6 Thoughts on “What is missing from the Governor’s open government task force? Private citizens.

  1. Ol' Timer on August 1, 2012 at 1:07 pm said:

    Underline Roby of Watertown. This is the guy who will write about open gov but every-time it happens in Watertown he chastise it.

    If some of the city council members meet in a cafe on Saturday morning and urge people to come and visit about their concerns and ideas, he seems to think that is wrong. Those council members are all negative to his “progressive” style. Or maybe they were just conveying what they heard from the voters that day.

    But he and the other higher ups in Watertown meet behind closed doors, fire good Watertown people, push through their agenda, then he writes with his poison pen on the way he interrupts it things, as long as it his way, “the right way”

    We have city committee meeting that have not had agenda posted, minutes posted. Meetings have been canceled without notice, moved without notice. But the Watertown PO does not write about them.

  2. I have often said open meeting laws need to come with stiffer penalties. Start fining actual elected officials and the shit would end real quick. This slap on the wrist approach is dumb.

  3. Testor15 on August 1, 2012 at 10:27 pm said:

    This committee is Orwellian Doublespeak on steroids. Everyone on the list is there to protect their personal or organizational interests.

    Not one person on this list is for actual open records:

    Jason Gant? What? What part of Jason Gant’s career shows he is capable of critical thought to assist in making real open records? His whole career resembles “how do I hide the truth?”

    The state officials are hiding their decisions.

    The local sheriffs do not want the public to see the real numbers and crimes they are a party to.

    The newspapers don;t want the bloggers to read a document and figure out what is really going on.

    What if a public employee saw something in the public record they know is false? They would be fired or prosecuted in today’s ‘open’ records system. This is not the real 1970’s version of open records / sunshine rules. These open records rules are to determine which records might be safe to release with the least amount of damage to the rising political careers. This group only knows secrets and how to make rules to keep them.

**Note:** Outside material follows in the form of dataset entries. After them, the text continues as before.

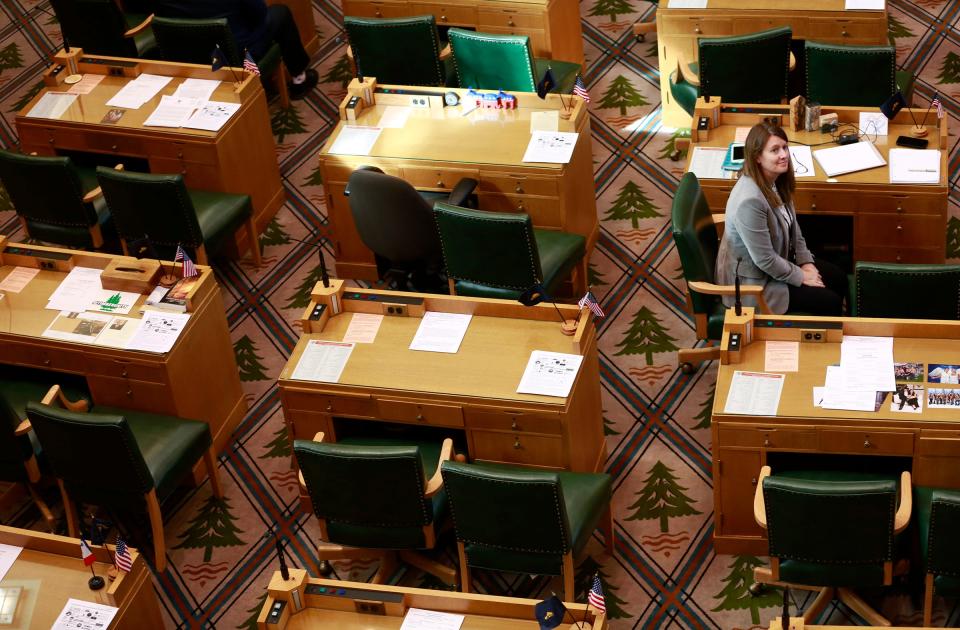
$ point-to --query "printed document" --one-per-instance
(322, 361)
(550, 373)
(440, 332)
(754, 393)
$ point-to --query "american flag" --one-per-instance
(249, 64)
(189, 269)
(580, 89)
(590, 302)
(121, 557)
(936, 103)
(595, 596)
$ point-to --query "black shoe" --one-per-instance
(299, 90)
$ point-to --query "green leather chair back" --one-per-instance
(850, 75)
(830, 531)
(907, 291)
(96, 455)
(155, 205)
(370, 495)
(746, 68)
(485, 61)
(508, 519)
(48, 194)
(498, 249)
(397, 51)
(697, 240)
(97, 26)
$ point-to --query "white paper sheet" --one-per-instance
(80, 615)
(554, 147)
(158, 331)
(440, 332)
(419, 619)
(707, 163)
(76, 290)
(754, 393)
(802, 159)
(212, 116)
(52, 105)
(172, 111)
(394, 117)
(17, 279)
(914, 166)
(363, 328)
(202, 89)
(550, 373)
(322, 361)
(849, 158)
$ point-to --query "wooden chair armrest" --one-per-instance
(436, 482)
(685, 72)
(902, 518)
(759, 508)
(139, 28)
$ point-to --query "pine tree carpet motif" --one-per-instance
(664, 573)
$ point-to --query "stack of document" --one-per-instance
(866, 367)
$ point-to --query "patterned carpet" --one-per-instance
(664, 573)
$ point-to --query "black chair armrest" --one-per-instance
(463, 189)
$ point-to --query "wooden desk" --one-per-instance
(169, 383)
(240, 158)
(891, 222)
(471, 393)
(50, 572)
(553, 25)
(822, 20)
(742, 444)
(439, 146)
(333, 604)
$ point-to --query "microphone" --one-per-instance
(737, 304)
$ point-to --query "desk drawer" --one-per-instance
(448, 13)
(435, 415)
(866, 442)
(122, 392)
(442, 178)
(795, 439)
(516, 448)
(514, 421)
(118, 368)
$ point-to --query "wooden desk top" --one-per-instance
(445, 134)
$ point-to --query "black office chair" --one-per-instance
(396, 223)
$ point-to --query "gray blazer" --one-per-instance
(759, 235)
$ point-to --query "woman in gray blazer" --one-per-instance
(762, 233)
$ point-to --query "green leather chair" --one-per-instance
(854, 75)
(720, 69)
(831, 531)
(144, 457)
(378, 498)
(906, 291)
(698, 241)
(521, 520)
(397, 51)
(101, 28)
(485, 61)
(938, 518)
(21, 458)
(501, 255)
(161, 206)
(56, 201)
(190, 40)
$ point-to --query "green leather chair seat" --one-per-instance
(559, 254)
(170, 445)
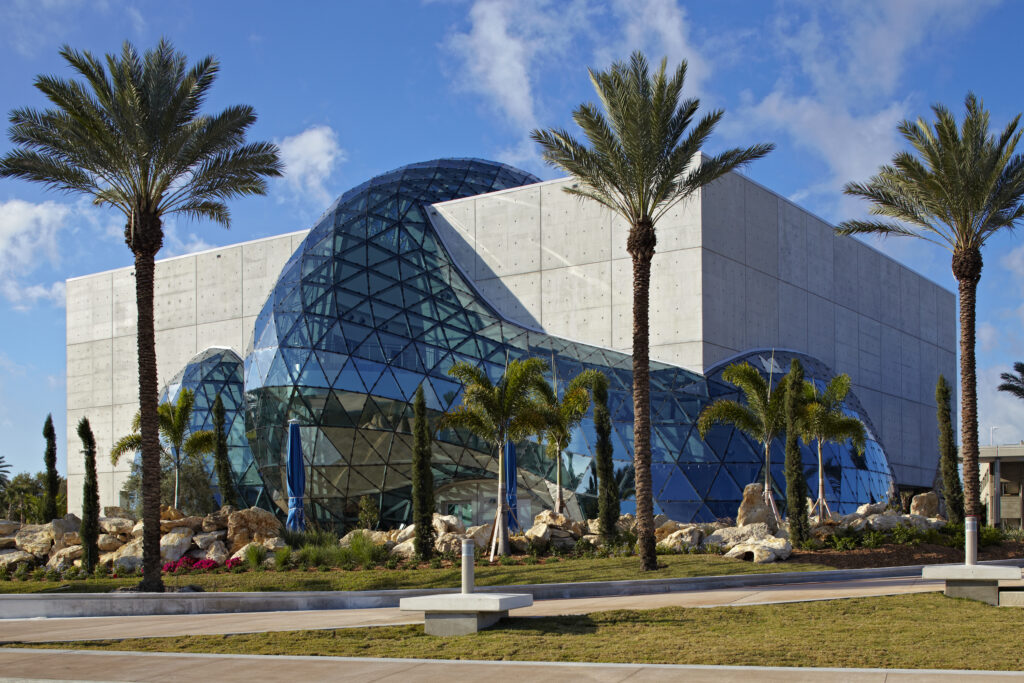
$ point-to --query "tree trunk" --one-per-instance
(967, 267)
(641, 245)
(143, 236)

  4. Lamb Chislic on August 2, 2012 at 10:11 am said:

    I agree with you on lack of citizen participation, Scott, though some (like Tena Haraldson) are no longer with the media yet very well-versed on the shortcomings of “open government” in SD.

    The Task Force will meet several times this summer and fall. The initial meeting will be Aug. 22, at 1 p.m. CDT, in the Capitol Lake Visitor Center in Pierre.

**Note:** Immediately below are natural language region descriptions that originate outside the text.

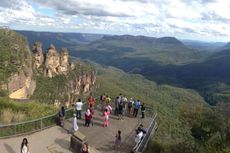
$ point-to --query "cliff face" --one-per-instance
(47, 77)
(16, 65)
(68, 79)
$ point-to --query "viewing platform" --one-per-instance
(100, 139)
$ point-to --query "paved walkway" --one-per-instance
(57, 140)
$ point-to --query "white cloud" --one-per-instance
(197, 18)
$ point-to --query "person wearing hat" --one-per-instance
(130, 105)
(88, 117)
(74, 124)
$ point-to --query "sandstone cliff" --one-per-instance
(65, 80)
(16, 65)
(46, 77)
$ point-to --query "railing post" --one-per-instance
(41, 124)
(14, 129)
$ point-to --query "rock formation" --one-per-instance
(64, 61)
(38, 55)
(52, 62)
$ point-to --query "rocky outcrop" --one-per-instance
(21, 87)
(17, 70)
(38, 55)
(78, 78)
(53, 62)
(64, 61)
(82, 84)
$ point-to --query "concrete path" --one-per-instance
(101, 139)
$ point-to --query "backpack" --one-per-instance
(130, 104)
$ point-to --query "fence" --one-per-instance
(32, 126)
(139, 148)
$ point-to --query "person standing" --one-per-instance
(120, 109)
(130, 105)
(109, 108)
(79, 105)
(88, 117)
(74, 124)
(118, 139)
(143, 110)
(85, 148)
(106, 118)
(91, 100)
(91, 109)
(136, 108)
(103, 102)
(116, 104)
(24, 146)
(61, 116)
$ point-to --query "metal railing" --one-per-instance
(140, 147)
(31, 126)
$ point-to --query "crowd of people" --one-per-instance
(120, 108)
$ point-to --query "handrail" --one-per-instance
(141, 146)
(31, 126)
(24, 122)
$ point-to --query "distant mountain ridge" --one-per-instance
(59, 38)
(153, 40)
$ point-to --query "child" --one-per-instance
(74, 124)
(118, 139)
(91, 109)
(88, 117)
(106, 118)
(143, 110)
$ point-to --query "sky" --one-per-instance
(207, 20)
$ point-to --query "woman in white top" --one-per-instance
(24, 146)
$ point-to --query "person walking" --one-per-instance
(91, 109)
(88, 117)
(24, 146)
(61, 115)
(118, 139)
(74, 124)
(136, 108)
(109, 108)
(116, 104)
(85, 148)
(106, 118)
(91, 100)
(78, 105)
(130, 105)
(143, 110)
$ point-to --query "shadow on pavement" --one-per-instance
(9, 148)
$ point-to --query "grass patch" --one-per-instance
(16, 112)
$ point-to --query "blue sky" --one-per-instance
(185, 19)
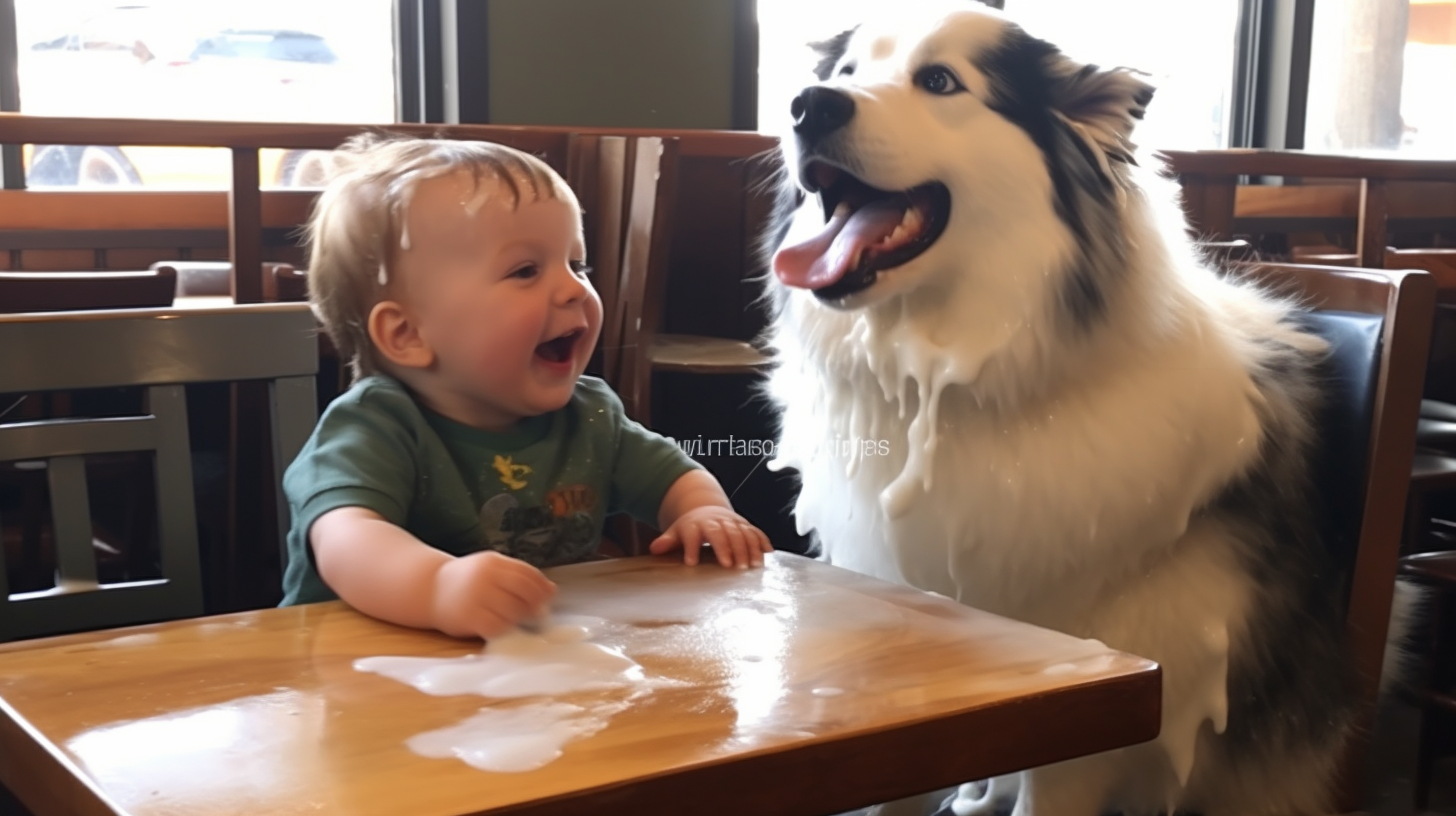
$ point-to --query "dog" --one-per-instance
(1088, 429)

    The public is typically welcome to attend these meetings and offer input. Hopefully, one or two meetings will be held in Sioux Falls.

  5. Testor15 on August 3, 2012 at 9:23 am said:

    I am still trying to figure out who on this list could possibly care if the public has the right to the information. Has anyone else decided who is here representing us?

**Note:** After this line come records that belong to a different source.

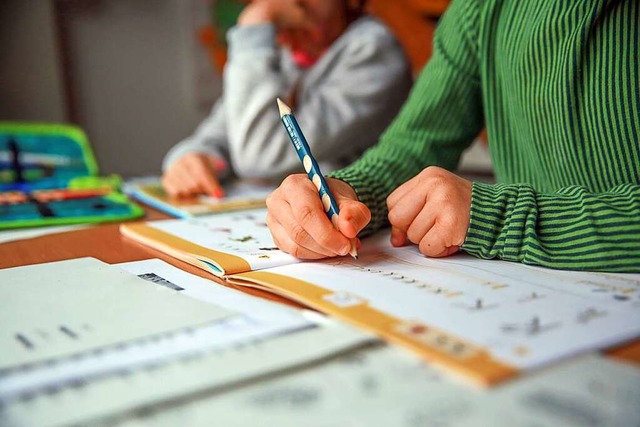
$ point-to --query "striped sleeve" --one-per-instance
(439, 120)
(570, 229)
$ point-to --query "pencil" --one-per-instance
(311, 167)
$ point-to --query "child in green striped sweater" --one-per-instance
(557, 86)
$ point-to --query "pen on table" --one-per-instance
(311, 167)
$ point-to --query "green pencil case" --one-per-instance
(49, 176)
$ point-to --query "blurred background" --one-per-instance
(138, 76)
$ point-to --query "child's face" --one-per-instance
(325, 20)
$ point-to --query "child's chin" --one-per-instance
(303, 59)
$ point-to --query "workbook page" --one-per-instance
(244, 234)
(522, 316)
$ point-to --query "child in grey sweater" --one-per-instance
(343, 72)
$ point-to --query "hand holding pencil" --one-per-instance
(301, 208)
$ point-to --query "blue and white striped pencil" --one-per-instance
(311, 167)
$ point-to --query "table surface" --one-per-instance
(105, 243)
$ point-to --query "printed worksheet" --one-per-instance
(489, 319)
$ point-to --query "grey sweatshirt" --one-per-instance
(343, 102)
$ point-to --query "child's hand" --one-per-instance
(432, 210)
(192, 174)
(300, 226)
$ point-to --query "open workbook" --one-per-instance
(486, 320)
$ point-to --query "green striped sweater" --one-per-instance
(557, 85)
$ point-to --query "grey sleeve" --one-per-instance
(210, 137)
(346, 101)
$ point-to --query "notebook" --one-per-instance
(484, 320)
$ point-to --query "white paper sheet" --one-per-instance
(62, 309)
(277, 335)
(388, 387)
(107, 400)
(525, 316)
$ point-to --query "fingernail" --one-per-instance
(219, 164)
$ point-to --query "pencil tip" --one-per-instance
(284, 108)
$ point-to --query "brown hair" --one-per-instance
(354, 9)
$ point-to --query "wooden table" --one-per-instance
(105, 243)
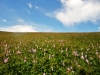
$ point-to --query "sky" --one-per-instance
(50, 15)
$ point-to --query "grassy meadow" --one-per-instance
(49, 53)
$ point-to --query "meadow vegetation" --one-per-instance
(49, 53)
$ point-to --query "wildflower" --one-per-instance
(63, 63)
(6, 60)
(24, 60)
(52, 68)
(82, 57)
(87, 61)
(68, 70)
(44, 73)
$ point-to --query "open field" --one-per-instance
(49, 53)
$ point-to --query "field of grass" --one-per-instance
(49, 53)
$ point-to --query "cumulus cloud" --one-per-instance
(76, 11)
(19, 28)
(30, 5)
(27, 10)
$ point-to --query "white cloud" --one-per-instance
(19, 28)
(30, 5)
(4, 20)
(36, 7)
(27, 10)
(20, 20)
(76, 11)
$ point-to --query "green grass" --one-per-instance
(49, 53)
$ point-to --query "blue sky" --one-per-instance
(50, 15)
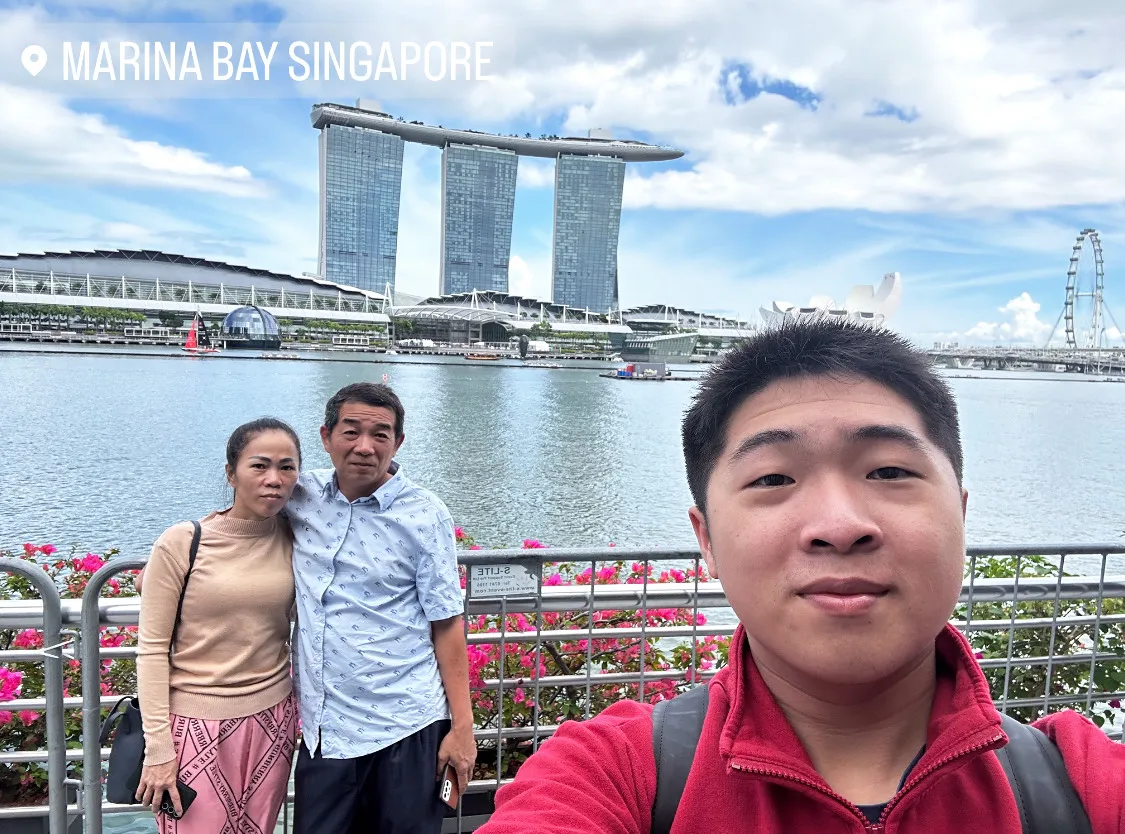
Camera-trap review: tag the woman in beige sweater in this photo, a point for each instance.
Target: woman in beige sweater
(218, 714)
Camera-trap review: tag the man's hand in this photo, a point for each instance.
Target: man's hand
(154, 780)
(458, 749)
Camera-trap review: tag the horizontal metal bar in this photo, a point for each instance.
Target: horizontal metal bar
(1060, 700)
(28, 613)
(1054, 660)
(565, 635)
(74, 754)
(1005, 622)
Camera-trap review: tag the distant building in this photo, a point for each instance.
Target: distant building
(587, 220)
(361, 176)
(251, 328)
(863, 304)
(477, 204)
(359, 231)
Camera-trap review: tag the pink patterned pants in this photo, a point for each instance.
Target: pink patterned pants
(239, 768)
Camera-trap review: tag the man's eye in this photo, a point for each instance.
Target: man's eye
(890, 473)
(773, 481)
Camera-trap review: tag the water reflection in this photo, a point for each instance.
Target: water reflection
(104, 451)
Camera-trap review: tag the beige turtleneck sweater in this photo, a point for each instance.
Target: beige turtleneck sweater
(231, 656)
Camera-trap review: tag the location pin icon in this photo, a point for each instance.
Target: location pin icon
(35, 59)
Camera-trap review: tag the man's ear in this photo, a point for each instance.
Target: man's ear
(703, 536)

    The list of vested interests in suppressing the citizens full knowledge is given to us. The secret contracts, backroom deals, quid pro quo / status quo and the like are protected by everyone I see on this list.

    Come on fellow readers, help me find some ray of hope…

  6. There will never be open government in SD, especially when you have a Republican governor appointing the committee.